In [None]:
import torch
import torch.nn as nn
import torch.optim as optim
from torch.optim import lr_scheduler
import numpy as np
import torchvision
from torchvision import datasets, models, transforms

Part 1

Resize the size of all images to a unanimous value (224, 224). Convert PIL image objects into Tensors.
Normalize the tensor values based on the mean and standard deviation of the RGB values of all the
images:

In [None]:
data_transforms = transforms.Compose([
    transforms.Resize((224, 224)),
    transforms.RandomHorizontalFlip(),
    transforms.ToTensor(),
    transforms.Normalize((0.485, 0.456, 0.406), (0.229, 0.224, 0.225))
])

Create an object of torchvision.datasets.CIFAR100 to get the training and testing set:

In [None]:
dataset_root = 'cifar100_data'
trainset = datasets.CIFAR100(
    dataset_root,
    train=True,
    transform=data_transforms,
    download=True
)

testset = datasets.CIFAR100(
    dataset_root,
    train=False,
    transform=data_transforms,
    download=True
)

Downloading https://www.cs.toronto.edu/~kriz/cifar-100-python.tar.gz to cifar100_data/cifar-100-python.tar.gz


100%|██████████| 169001437/169001437 [00:03<00:00, 48565640.74it/s]

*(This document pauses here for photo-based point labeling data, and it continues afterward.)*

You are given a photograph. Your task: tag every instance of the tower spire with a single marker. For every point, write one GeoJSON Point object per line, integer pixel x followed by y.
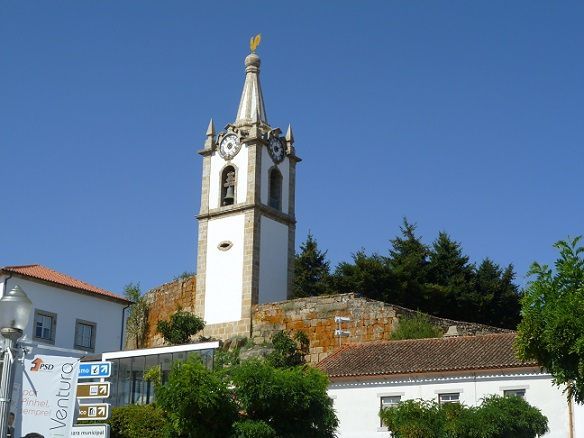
{"type": "Point", "coordinates": [251, 106]}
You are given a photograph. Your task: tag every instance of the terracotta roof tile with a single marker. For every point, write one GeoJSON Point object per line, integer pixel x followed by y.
{"type": "Point", "coordinates": [43, 273]}
{"type": "Point", "coordinates": [424, 355]}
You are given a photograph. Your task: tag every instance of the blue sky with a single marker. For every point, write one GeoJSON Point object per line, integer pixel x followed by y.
{"type": "Point", "coordinates": [463, 116]}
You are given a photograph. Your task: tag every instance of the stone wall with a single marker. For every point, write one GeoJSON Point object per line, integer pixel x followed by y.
{"type": "Point", "coordinates": [370, 320]}
{"type": "Point", "coordinates": [315, 316]}
{"type": "Point", "coordinates": [164, 301]}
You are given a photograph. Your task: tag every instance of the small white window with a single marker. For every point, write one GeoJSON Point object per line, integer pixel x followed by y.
{"type": "Point", "coordinates": [514, 393]}
{"type": "Point", "coordinates": [451, 397]}
{"type": "Point", "coordinates": [388, 402]}
{"type": "Point", "coordinates": [45, 324]}
{"type": "Point", "coordinates": [85, 335]}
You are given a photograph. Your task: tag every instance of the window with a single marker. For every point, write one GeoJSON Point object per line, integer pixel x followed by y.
{"type": "Point", "coordinates": [452, 397]}
{"type": "Point", "coordinates": [275, 189]}
{"type": "Point", "coordinates": [388, 402]}
{"type": "Point", "coordinates": [514, 393]}
{"type": "Point", "coordinates": [45, 325]}
{"type": "Point", "coordinates": [228, 186]}
{"type": "Point", "coordinates": [84, 335]}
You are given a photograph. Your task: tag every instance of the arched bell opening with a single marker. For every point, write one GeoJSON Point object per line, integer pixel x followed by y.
{"type": "Point", "coordinates": [228, 180]}
{"type": "Point", "coordinates": [275, 189]}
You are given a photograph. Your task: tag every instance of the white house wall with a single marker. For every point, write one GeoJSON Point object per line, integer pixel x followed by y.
{"type": "Point", "coordinates": [273, 261]}
{"type": "Point", "coordinates": [357, 403]}
{"type": "Point", "coordinates": [284, 168]}
{"type": "Point", "coordinates": [217, 166]}
{"type": "Point", "coordinates": [70, 306]}
{"type": "Point", "coordinates": [224, 274]}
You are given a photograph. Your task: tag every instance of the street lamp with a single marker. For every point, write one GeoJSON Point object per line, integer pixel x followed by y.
{"type": "Point", "coordinates": [15, 310]}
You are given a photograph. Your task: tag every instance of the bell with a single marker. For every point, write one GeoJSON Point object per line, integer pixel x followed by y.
{"type": "Point", "coordinates": [228, 198]}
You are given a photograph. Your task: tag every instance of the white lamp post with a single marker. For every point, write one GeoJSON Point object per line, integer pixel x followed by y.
{"type": "Point", "coordinates": [15, 310]}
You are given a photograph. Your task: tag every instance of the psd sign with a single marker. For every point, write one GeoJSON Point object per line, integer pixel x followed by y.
{"type": "Point", "coordinates": [46, 405]}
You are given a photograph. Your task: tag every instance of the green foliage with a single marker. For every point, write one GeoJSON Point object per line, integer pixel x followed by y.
{"type": "Point", "coordinates": [180, 328]}
{"type": "Point", "coordinates": [137, 321]}
{"type": "Point", "coordinates": [197, 401]}
{"type": "Point", "coordinates": [418, 326]}
{"type": "Point", "coordinates": [288, 351]}
{"type": "Point", "coordinates": [251, 399]}
{"type": "Point", "coordinates": [497, 417]}
{"type": "Point", "coordinates": [311, 270]}
{"type": "Point", "coordinates": [136, 421]}
{"type": "Point", "coordinates": [293, 401]}
{"type": "Point", "coordinates": [253, 429]}
{"type": "Point", "coordinates": [184, 276]}
{"type": "Point", "coordinates": [552, 328]}
{"type": "Point", "coordinates": [436, 279]}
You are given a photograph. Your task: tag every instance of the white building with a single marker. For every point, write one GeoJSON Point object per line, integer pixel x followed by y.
{"type": "Point", "coordinates": [68, 313]}
{"type": "Point", "coordinates": [366, 377]}
{"type": "Point", "coordinates": [247, 217]}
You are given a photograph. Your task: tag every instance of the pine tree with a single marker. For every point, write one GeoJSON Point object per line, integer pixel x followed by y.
{"type": "Point", "coordinates": [311, 270]}
{"type": "Point", "coordinates": [370, 276]}
{"type": "Point", "coordinates": [409, 255]}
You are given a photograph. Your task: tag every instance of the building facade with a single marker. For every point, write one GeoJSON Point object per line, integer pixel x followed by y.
{"type": "Point", "coordinates": [246, 219]}
{"type": "Point", "coordinates": [466, 369]}
{"type": "Point", "coordinates": [68, 314]}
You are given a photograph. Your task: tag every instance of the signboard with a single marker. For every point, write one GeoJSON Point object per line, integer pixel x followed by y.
{"type": "Point", "coordinates": [95, 370]}
{"type": "Point", "coordinates": [90, 431]}
{"type": "Point", "coordinates": [46, 403]}
{"type": "Point", "coordinates": [94, 411]}
{"type": "Point", "coordinates": [93, 390]}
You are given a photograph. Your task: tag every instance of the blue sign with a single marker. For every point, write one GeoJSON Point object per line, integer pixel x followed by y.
{"type": "Point", "coordinates": [95, 370]}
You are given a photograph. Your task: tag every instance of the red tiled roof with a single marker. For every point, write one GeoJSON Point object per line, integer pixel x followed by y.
{"type": "Point", "coordinates": [424, 355]}
{"type": "Point", "coordinates": [43, 273]}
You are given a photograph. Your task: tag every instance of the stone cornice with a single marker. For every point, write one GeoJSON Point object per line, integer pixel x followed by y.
{"type": "Point", "coordinates": [265, 210]}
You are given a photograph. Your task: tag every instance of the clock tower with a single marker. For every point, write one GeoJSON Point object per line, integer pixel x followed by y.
{"type": "Point", "coordinates": [246, 221]}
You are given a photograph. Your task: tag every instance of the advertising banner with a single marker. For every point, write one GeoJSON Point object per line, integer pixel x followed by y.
{"type": "Point", "coordinates": [45, 407]}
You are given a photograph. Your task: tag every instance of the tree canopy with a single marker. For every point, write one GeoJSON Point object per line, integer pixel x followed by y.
{"type": "Point", "coordinates": [438, 279]}
{"type": "Point", "coordinates": [496, 417]}
{"type": "Point", "coordinates": [552, 328]}
{"type": "Point", "coordinates": [137, 321]}
{"type": "Point", "coordinates": [181, 326]}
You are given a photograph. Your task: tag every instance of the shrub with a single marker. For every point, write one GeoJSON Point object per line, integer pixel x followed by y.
{"type": "Point", "coordinates": [416, 327]}
{"type": "Point", "coordinates": [137, 421]}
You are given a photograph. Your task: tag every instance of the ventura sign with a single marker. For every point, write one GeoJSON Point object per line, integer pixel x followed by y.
{"type": "Point", "coordinates": [95, 370]}
{"type": "Point", "coordinates": [94, 411]}
{"type": "Point", "coordinates": [47, 399]}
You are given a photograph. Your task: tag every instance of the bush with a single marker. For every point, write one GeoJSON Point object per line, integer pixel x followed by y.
{"type": "Point", "coordinates": [180, 328]}
{"type": "Point", "coordinates": [416, 327]}
{"type": "Point", "coordinates": [196, 401]}
{"type": "Point", "coordinates": [137, 421]}
{"type": "Point", "coordinates": [497, 417]}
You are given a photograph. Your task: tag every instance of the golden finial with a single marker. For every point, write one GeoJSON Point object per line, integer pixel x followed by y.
{"type": "Point", "coordinates": [254, 42]}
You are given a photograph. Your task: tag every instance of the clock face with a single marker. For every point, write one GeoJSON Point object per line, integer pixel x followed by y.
{"type": "Point", "coordinates": [229, 146]}
{"type": "Point", "coordinates": [276, 149]}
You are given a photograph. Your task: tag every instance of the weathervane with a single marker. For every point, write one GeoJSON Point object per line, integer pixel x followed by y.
{"type": "Point", "coordinates": [254, 42]}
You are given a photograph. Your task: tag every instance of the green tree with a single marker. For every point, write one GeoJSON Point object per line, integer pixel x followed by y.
{"type": "Point", "coordinates": [311, 270]}
{"type": "Point", "coordinates": [368, 275]}
{"type": "Point", "coordinates": [498, 297]}
{"type": "Point", "coordinates": [137, 421]}
{"type": "Point", "coordinates": [418, 326]}
{"type": "Point", "coordinates": [552, 328]}
{"type": "Point", "coordinates": [496, 417]}
{"type": "Point", "coordinates": [137, 321]}
{"type": "Point", "coordinates": [288, 351]}
{"type": "Point", "coordinates": [197, 401]}
{"type": "Point", "coordinates": [180, 328]}
{"type": "Point", "coordinates": [292, 401]}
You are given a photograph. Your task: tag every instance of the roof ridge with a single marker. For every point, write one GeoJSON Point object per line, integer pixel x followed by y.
{"type": "Point", "coordinates": [442, 338]}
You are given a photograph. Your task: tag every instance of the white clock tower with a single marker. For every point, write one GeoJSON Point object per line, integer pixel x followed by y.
{"type": "Point", "coordinates": [246, 221]}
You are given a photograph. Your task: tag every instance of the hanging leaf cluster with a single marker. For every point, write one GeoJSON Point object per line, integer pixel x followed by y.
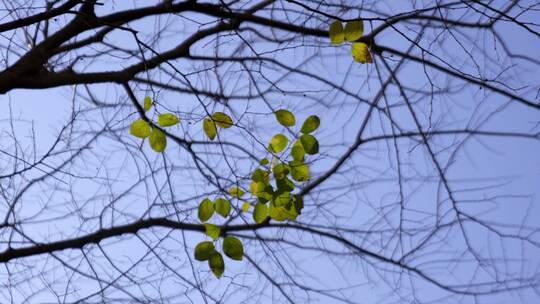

Extracting cifar100_data/cifar-100-python.tar.gz to cifar100_data
Files already downloaded and verified


Create a data loader.

In [None]:
training_loader = torch.utils.data.DataLoader(trainset, batch_size=128, shuffle=True)
testing_loader = torch.utils.data.DataLoader(testset, batch_size=32, shuffle=True)

Load a VGG16 network with pretrained ImageNet weights:

In [None]:
model = models.vgg16(pretrained = True)


Downloading: "https://download.pytorch.org/models/vgg16-397923af.pth" to /root/.cache/torch/hub/checkpoints/vgg16-397923af.pth
100%|██████████| 528M/528M [00:06<00:00, 80.2MB/s]


Extract the number of input features for the last fully connected layer of the model:

In [None]:
num_in_ftrs = model.classifier[6].in_features


Replace the last fully connected layer with a new layer. The new layer has the same number of input
features as the original network but the number of outputs should be equal to the number of classes in
the CIFAR100 dataset.

In [None]:
num_cls = 100
model.classifier[6] = nn.Linear(num_in_ftrs, num_cls) # num_cls is the number of classes.

We are using pretrained weights from the ImageNet dataset. The last layer of VGG16 has been replaced
for fitting with our dataset (CIFAR100). Except for the new last layer, weights from other layers need to
be frozen. It means that these weights will not be updated during the training.

In [None]:
for param in model.parameters(): # freeze all the layers
  param.requires_grad = False
for param in model.classifier[6].parameters(): # unfreeze the last linear layer.
  param.requires_grad = True

Set the number of epochs:

In [None]:
num_epochs = 10

Move the model to GPU (if available):

In [None]:
device = torch.device('cuda:0' if torch.cuda.is_available() else 'cpu')
model = model.to(device)

Define a loss function for evaluating the trained model:

In [None]:
criterion = nn.CrossEntropyLoss()

Create an optimizer with an initial learning rate and momentum:

In [None]:
optimizer = optim.SGD(model.parameters(), lr=0.001, momentum=0.9)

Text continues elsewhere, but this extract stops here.